On-Chain Smart Contract Verification over Tendermint

• Published in: Financial Cryptography and Data Security. FC 2021 International Workshops pp. 333 - 347
• Main Authors: Olivieri, Luca, Spoto, Fausto, Tagliaferro, Fabio
• Format: Book Chapter
• Language: English
• Published: Berlin, Heidelberg Springer Berlin Heidelberg
• Series: Lecture Notes in Computer Science
• Subjects: Blockchain; Program analysis; Smart contract; Software verification; Tendermint
• ISBN: 3662639572; 9783662639573
• ISSN: 0302-9743; 1611-3349
• DOI: 10.1007/978-3-662-63958-0_28

Smart contracts are computer code that runs in blockchain and expresses the rules of an agreement among parties. A bug in their code has major consequences, such as rule violations and security attacks. Smart contracts are immutable and cannot be easily replaced to patch a bug. To overcome these problems, there exist automatic static analyzers that find bugs before smart contracts are installed in blockchain. However, this off-chain verification is optional: programmers are not forced to use it. This paper defines on-chain verification instead, that occurs inside the same blockchain nodes, when the code of smart contracts is installed.

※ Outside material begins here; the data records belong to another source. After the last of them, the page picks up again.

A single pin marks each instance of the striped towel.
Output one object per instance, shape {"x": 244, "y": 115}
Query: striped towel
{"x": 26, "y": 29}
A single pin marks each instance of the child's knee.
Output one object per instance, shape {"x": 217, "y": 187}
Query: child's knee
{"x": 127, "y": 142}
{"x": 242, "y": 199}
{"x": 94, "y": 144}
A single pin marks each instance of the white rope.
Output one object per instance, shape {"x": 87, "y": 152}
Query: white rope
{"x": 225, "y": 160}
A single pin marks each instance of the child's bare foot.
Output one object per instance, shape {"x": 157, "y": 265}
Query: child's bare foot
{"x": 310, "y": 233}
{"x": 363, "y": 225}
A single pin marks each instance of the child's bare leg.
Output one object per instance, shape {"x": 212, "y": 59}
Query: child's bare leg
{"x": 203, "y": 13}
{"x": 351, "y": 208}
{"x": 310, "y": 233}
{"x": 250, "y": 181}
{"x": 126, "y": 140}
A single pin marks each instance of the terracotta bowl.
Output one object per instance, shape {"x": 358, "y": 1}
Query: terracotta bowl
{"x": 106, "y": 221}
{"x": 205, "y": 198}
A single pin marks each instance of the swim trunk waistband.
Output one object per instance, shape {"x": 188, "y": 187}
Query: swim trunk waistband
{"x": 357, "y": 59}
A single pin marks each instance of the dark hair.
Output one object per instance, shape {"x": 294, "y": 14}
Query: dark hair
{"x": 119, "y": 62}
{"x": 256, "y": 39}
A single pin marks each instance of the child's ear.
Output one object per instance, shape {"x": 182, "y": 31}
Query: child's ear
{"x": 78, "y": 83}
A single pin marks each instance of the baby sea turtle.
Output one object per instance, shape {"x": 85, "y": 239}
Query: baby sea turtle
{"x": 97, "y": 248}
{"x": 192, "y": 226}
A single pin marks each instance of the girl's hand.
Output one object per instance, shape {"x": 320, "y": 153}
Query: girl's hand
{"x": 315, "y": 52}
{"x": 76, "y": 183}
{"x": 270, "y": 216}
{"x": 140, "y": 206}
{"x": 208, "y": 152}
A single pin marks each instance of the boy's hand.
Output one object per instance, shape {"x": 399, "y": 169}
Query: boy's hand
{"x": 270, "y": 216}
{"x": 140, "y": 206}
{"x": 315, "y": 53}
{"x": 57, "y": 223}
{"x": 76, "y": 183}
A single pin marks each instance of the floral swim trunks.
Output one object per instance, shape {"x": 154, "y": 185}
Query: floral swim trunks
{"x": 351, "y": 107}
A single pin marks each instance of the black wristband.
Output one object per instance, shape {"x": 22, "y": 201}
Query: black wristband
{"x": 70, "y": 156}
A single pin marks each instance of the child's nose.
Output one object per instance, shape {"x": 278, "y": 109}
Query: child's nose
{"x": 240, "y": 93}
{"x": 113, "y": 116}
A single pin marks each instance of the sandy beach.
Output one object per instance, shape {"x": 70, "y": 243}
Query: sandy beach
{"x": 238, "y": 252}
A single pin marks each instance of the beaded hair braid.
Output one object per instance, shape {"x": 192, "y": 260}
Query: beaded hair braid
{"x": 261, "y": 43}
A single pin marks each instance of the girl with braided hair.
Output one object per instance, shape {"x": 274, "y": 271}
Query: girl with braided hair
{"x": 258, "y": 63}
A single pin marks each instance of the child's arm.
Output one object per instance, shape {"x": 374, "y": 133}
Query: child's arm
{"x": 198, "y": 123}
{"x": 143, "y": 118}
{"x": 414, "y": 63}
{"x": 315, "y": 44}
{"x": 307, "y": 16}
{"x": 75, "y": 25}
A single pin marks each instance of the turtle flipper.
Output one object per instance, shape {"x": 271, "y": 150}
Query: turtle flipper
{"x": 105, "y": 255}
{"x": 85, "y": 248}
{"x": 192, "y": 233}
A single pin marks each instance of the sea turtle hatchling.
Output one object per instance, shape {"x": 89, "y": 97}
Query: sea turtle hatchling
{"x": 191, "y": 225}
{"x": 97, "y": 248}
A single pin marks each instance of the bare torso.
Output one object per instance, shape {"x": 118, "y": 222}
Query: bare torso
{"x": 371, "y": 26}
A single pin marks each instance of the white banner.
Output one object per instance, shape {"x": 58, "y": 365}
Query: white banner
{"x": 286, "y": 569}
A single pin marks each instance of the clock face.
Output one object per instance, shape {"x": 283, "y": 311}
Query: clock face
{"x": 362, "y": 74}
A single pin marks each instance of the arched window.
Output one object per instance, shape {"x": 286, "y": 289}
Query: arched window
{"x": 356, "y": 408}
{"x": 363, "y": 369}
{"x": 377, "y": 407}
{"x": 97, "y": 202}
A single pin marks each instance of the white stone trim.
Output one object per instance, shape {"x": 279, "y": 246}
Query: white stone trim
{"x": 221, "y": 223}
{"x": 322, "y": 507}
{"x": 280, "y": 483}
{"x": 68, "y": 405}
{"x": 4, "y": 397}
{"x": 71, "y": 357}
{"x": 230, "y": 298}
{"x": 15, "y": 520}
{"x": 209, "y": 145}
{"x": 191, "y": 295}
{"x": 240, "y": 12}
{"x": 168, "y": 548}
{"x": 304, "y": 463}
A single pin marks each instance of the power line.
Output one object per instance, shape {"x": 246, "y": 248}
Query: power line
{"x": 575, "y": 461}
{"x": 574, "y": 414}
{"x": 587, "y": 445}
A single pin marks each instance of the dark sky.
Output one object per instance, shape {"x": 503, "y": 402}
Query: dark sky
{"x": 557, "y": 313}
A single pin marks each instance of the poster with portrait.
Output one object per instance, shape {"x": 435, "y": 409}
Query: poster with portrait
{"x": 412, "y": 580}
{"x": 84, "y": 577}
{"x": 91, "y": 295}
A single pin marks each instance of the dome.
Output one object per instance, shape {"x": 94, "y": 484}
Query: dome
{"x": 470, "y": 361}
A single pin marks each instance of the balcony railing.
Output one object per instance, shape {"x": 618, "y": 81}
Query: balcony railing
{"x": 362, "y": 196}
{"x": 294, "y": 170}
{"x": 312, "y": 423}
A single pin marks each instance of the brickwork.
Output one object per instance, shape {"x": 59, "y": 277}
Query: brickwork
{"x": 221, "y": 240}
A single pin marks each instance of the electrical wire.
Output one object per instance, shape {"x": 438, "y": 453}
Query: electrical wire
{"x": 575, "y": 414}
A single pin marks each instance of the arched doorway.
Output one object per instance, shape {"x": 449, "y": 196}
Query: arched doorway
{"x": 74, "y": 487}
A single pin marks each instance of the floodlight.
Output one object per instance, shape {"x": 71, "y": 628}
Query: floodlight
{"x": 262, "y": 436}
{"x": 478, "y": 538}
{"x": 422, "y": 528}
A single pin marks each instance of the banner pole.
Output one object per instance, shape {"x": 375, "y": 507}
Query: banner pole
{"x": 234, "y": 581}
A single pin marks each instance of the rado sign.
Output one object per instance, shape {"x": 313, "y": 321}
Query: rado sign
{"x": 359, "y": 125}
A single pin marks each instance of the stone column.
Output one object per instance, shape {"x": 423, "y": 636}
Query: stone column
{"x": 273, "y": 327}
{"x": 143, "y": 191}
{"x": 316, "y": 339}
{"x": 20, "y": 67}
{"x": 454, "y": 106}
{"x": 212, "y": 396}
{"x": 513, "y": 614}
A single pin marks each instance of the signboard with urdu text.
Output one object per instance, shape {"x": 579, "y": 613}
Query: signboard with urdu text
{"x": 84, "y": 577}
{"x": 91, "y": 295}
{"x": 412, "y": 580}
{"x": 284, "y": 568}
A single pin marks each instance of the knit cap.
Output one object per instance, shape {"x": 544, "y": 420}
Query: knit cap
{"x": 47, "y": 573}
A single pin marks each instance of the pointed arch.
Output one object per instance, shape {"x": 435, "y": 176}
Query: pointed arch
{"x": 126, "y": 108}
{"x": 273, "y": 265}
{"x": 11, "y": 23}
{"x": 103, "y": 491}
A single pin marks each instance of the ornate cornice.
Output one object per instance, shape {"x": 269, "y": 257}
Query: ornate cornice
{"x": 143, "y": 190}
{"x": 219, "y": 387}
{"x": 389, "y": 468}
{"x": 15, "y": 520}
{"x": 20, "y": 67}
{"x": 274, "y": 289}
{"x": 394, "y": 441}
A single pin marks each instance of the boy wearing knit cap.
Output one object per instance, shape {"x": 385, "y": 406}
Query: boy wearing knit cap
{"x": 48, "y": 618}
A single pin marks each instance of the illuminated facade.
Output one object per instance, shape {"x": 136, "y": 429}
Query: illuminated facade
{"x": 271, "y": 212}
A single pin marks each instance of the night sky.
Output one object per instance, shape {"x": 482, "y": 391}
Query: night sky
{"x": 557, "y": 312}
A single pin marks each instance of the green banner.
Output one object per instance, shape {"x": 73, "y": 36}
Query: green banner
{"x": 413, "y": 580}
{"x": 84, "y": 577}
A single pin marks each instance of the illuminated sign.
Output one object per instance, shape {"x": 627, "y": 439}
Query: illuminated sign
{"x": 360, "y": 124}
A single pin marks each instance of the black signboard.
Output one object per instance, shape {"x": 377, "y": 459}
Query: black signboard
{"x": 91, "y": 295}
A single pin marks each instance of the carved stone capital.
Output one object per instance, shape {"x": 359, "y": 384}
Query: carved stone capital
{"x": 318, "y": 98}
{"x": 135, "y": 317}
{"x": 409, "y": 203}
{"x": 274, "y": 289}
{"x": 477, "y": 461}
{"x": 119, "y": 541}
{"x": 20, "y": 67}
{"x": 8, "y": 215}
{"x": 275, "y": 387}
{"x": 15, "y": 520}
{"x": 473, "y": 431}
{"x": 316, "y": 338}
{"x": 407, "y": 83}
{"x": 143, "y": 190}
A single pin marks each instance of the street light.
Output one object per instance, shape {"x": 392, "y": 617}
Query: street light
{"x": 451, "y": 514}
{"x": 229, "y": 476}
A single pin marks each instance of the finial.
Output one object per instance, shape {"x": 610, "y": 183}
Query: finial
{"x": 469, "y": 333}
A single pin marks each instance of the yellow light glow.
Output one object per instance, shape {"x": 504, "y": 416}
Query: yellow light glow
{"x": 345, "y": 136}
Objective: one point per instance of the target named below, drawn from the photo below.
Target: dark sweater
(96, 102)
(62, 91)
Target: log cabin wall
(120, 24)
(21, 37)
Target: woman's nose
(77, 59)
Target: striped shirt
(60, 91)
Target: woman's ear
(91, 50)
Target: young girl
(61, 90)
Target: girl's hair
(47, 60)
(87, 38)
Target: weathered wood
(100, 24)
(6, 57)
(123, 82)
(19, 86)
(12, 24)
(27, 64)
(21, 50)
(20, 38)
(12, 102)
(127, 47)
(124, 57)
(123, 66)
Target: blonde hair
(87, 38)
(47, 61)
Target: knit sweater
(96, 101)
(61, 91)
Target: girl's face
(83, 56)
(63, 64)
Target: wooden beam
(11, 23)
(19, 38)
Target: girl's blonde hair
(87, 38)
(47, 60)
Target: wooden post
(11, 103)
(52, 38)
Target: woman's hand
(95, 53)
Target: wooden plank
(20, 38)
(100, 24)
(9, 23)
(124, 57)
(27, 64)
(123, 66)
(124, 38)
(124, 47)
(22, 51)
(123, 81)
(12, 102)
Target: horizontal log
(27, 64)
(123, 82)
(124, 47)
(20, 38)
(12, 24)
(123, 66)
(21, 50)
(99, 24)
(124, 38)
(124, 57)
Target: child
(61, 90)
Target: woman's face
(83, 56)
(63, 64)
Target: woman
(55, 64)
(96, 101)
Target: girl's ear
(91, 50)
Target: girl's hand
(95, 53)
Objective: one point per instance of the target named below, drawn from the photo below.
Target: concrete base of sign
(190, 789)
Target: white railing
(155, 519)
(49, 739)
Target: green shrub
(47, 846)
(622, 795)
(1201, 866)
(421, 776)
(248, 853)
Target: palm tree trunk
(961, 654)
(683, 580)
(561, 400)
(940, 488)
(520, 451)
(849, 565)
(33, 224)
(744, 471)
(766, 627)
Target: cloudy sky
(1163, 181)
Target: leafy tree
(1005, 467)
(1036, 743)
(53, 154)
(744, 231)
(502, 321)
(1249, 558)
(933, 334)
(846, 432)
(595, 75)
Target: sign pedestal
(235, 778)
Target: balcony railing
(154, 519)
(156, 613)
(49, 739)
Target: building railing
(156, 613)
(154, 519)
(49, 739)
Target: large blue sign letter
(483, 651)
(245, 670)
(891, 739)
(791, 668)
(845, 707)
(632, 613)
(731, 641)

It acts as a mandatory entry filter that bans code that does not abide to the verification rules, that are consequently part of the consensus rules of the blockchain. Thus, an improvement in on-chain verification entails a consensus update of the network. This paper provides an implementation of on-chain verification for smart contracts written in the Takamaka subset of Java, running as a Tendermint application. It shows that on-chain verification works, reporting actual experiments.